Tips, tricks, techniques, tools, and code for those who administer Windows desktops.

Troubleshooting Software Problems

Frequently in my work as a Windows system administrator, I am asked to troubleshoot unusual application problems that our first and second-level support staff have been unable to fix.

Although I troubleshoot these kinds of problems on a fairly regular basis, I find that I don’t always do so consistently. I might overlook something that I shouldn’t have, or I might forget something I’ve seen before that helped me solve a similar problem.

To help myself and my co-workers jog our memories when presented with an application problem that doesn’t respond to the troubleshooting steps we’ve tried so far, I developed the following (lengthy) series of questions to ask myself when I run into a problem that seems to be resisting my efforts to solve it.

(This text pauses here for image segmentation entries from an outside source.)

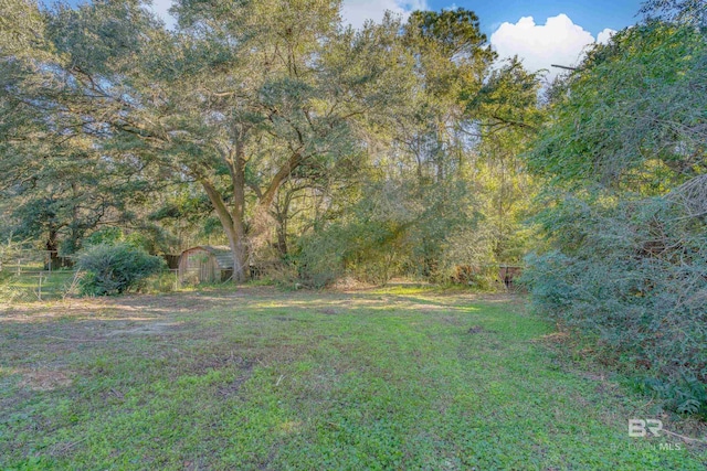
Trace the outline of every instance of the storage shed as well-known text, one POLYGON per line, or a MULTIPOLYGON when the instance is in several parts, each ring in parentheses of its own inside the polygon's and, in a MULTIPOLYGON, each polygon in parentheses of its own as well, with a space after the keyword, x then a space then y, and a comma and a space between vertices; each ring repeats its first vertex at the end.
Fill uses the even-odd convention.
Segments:
POLYGON ((192 282, 228 281, 233 276, 233 255, 226 246, 199 245, 179 257, 179 279, 192 282))

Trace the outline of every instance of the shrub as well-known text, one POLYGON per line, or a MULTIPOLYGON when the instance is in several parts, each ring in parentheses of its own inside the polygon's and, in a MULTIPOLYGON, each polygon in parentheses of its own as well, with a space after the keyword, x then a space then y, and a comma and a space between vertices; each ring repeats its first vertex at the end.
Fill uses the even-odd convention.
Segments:
POLYGON ((125 243, 98 244, 80 255, 84 295, 119 295, 165 268, 165 260, 125 243))
POLYGON ((524 278, 536 310, 597 336, 672 409, 707 416, 707 221, 675 194, 566 201, 545 223, 571 242, 528 257, 524 278))

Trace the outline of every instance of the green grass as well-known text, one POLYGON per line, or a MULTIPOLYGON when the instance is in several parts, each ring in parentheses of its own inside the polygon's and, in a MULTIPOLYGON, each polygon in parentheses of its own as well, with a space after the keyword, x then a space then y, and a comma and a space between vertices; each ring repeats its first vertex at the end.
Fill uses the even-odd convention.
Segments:
POLYGON ((630 418, 658 411, 568 360, 519 298, 251 287, 72 302, 0 314, 0 469, 707 464, 701 446, 630 438, 630 418))

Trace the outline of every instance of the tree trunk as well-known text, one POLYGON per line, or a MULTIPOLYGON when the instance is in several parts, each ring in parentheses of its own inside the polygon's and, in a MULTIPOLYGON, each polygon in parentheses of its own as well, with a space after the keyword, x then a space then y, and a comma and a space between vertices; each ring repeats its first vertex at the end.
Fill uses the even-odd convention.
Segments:
POLYGON ((245 221, 243 220, 243 214, 236 211, 230 213, 223 202, 223 199, 211 182, 208 180, 201 180, 201 185, 204 188, 207 195, 219 216, 223 232, 225 232, 225 235, 229 238, 229 246, 233 254, 232 279, 234 282, 243 282, 247 280, 250 276, 247 264, 247 239, 245 235, 245 221))
POLYGON ((61 260, 59 259, 59 243, 56 238, 56 231, 54 228, 50 228, 49 237, 46 238, 46 250, 49 251, 49 259, 44 264, 45 270, 53 271, 61 268, 61 260))

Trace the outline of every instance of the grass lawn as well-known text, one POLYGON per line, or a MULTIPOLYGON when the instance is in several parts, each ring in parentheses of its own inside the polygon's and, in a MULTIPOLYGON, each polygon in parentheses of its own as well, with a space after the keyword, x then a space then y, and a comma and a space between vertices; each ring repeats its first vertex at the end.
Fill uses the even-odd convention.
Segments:
POLYGON ((701 470, 523 299, 223 289, 0 311, 0 469, 701 470))

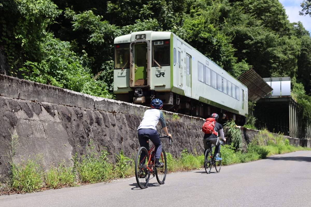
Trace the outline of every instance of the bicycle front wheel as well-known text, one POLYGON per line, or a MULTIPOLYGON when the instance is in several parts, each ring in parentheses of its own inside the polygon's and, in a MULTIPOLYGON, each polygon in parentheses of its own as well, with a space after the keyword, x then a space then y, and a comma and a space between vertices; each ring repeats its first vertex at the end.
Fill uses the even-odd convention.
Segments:
MULTIPOLYGON (((221 157, 220 152, 219 153, 218 156, 219 157, 221 157)), ((220 160, 219 161, 215 160, 215 168, 216 168, 216 171, 217 172, 219 173, 220 172, 220 169, 221 168, 221 160, 220 160)))
POLYGON ((135 159, 135 176, 138 186, 143 189, 147 187, 150 177, 150 172, 147 169, 149 153, 146 147, 138 150, 135 159))
POLYGON ((204 155, 204 168, 207 174, 210 173, 212 169, 211 161, 211 152, 210 150, 207 150, 204 155))
POLYGON ((156 169, 156 177, 158 182, 160 184, 164 184, 165 178, 166 177, 167 171, 167 165, 166 164, 166 154, 165 151, 162 148, 162 152, 160 157, 160 161, 164 164, 164 166, 162 168, 159 168, 156 169))

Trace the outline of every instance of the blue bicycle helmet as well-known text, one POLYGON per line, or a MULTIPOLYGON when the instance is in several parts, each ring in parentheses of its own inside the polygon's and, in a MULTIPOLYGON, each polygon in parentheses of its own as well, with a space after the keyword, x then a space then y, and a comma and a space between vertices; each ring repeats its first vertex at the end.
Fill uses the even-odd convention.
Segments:
POLYGON ((151 101, 151 106, 156 109, 160 109, 163 106, 163 102, 158 98, 156 98, 151 101))

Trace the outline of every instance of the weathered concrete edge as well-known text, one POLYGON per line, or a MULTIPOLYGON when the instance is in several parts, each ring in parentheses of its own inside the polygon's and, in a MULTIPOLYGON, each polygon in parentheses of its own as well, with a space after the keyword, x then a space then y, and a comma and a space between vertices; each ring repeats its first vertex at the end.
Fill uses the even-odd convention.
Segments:
MULTIPOLYGON (((141 116, 146 110, 149 108, 141 105, 90 96, 2 74, 0 74, 0 96, 141 116)), ((165 111, 165 113, 167 118, 178 119, 184 122, 204 120, 201 118, 169 111, 165 111)))

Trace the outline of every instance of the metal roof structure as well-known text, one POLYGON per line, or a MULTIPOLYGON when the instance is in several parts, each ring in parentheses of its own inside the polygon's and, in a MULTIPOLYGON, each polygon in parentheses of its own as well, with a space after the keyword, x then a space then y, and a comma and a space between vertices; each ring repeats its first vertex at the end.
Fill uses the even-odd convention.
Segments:
POLYGON ((238 79, 247 87, 249 101, 256 102, 273 90, 273 88, 252 69, 241 75, 238 79))

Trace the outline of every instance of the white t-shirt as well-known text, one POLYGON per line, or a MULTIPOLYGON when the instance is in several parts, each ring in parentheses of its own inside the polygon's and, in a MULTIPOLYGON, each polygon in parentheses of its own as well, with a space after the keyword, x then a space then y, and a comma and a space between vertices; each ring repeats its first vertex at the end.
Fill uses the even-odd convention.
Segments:
POLYGON ((142 120, 137 130, 140 129, 153 129, 156 130, 156 127, 159 120, 162 128, 166 126, 162 111, 157 109, 148 109, 145 112, 142 120))

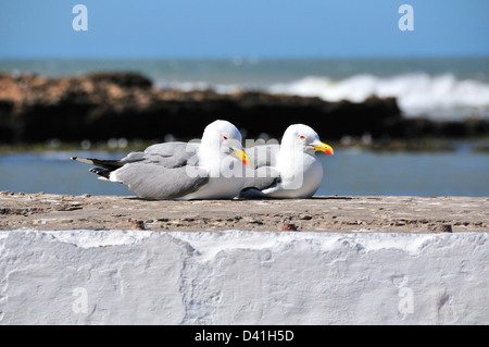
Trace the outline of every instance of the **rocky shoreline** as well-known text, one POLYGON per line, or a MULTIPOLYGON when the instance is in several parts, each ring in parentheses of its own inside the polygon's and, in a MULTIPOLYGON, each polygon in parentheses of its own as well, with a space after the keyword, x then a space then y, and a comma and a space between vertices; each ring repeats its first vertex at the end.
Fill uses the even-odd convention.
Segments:
POLYGON ((0 193, 1 230, 489 232, 487 197, 325 196, 286 200, 145 200, 0 193))
POLYGON ((319 98, 240 91, 159 89, 137 73, 90 73, 49 78, 0 74, 0 142, 36 144, 105 140, 111 137, 161 140, 201 136, 225 119, 247 138, 262 133, 280 138, 292 123, 305 123, 325 140, 487 136, 486 120, 430 121, 403 117, 393 98, 327 102, 319 98), (256 126, 254 126, 256 125, 256 126))

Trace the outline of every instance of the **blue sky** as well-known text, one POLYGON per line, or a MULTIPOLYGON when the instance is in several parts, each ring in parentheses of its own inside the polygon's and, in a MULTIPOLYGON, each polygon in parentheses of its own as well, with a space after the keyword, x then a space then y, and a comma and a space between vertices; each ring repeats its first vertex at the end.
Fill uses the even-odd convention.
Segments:
POLYGON ((488 0, 0 0, 0 58, 487 57, 488 14, 488 0))

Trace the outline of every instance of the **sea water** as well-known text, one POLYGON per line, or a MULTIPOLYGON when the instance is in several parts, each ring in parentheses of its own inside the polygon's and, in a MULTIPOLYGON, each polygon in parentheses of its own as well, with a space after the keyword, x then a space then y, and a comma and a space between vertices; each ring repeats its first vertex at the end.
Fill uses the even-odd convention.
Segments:
POLYGON ((1 60, 0 72, 48 76, 131 71, 161 88, 264 90, 362 101, 396 97, 406 116, 489 117, 489 58, 1 60))
MULTIPOLYGON (((14 75, 32 72, 66 76, 95 71, 139 72, 158 87, 184 90, 264 90, 333 101, 392 96, 405 116, 423 115, 434 120, 489 117, 489 58, 0 59, 0 72, 14 75)), ((171 129, 162 129, 162 139, 166 133, 171 129)), ((196 137, 200 135, 196 134, 196 137)), ((322 140, 328 142, 327 138, 322 140)), ((121 184, 96 179, 96 175, 88 172, 89 166, 71 161, 72 156, 76 153, 0 156, 0 190, 130 194, 121 184)), ((88 157, 106 159, 124 156, 88 153, 88 157)), ((447 152, 339 149, 335 156, 319 157, 325 174, 318 195, 489 196, 489 154, 464 150, 463 146, 447 152)))

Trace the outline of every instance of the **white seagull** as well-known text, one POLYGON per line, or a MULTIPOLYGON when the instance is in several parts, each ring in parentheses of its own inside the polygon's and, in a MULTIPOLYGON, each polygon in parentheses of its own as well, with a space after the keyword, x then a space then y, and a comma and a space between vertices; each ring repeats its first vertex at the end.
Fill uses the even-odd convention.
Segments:
POLYGON ((310 126, 290 125, 281 145, 247 148, 253 171, 247 171, 242 198, 310 198, 323 181, 323 165, 315 152, 333 154, 310 126))
POLYGON ((96 165, 102 179, 122 183, 147 199, 231 199, 246 184, 250 159, 241 134, 227 121, 209 124, 198 142, 164 142, 121 160, 72 157, 96 165))

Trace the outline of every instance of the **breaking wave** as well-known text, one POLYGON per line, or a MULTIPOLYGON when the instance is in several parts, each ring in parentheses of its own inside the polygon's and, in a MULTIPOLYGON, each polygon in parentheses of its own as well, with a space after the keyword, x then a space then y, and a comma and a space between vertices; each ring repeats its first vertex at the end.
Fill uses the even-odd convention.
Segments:
POLYGON ((489 84, 457 79, 452 74, 406 74, 377 77, 368 74, 344 79, 308 76, 267 88, 273 94, 319 97, 327 101, 361 102, 368 97, 396 97, 408 116, 489 117, 489 84))

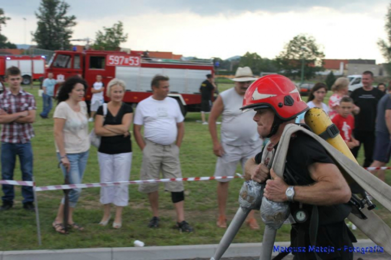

Since this list might be of value to others who are trying to solve problems with Windows (or even Mac or Linux applications, though this guide is aimed specifically at Windows), I thought I would publish it here so that others could benefit from it.

  • Has the PC been rebooted to ensure the problem isn’t temporary? If rebooting isn’t practical, try having the user log off/on, as this will refresh the applications that load when the user logs on and terminate anything that might be hung.
  • Have we checked to see if the manufacturer’s support site has seen this problem before?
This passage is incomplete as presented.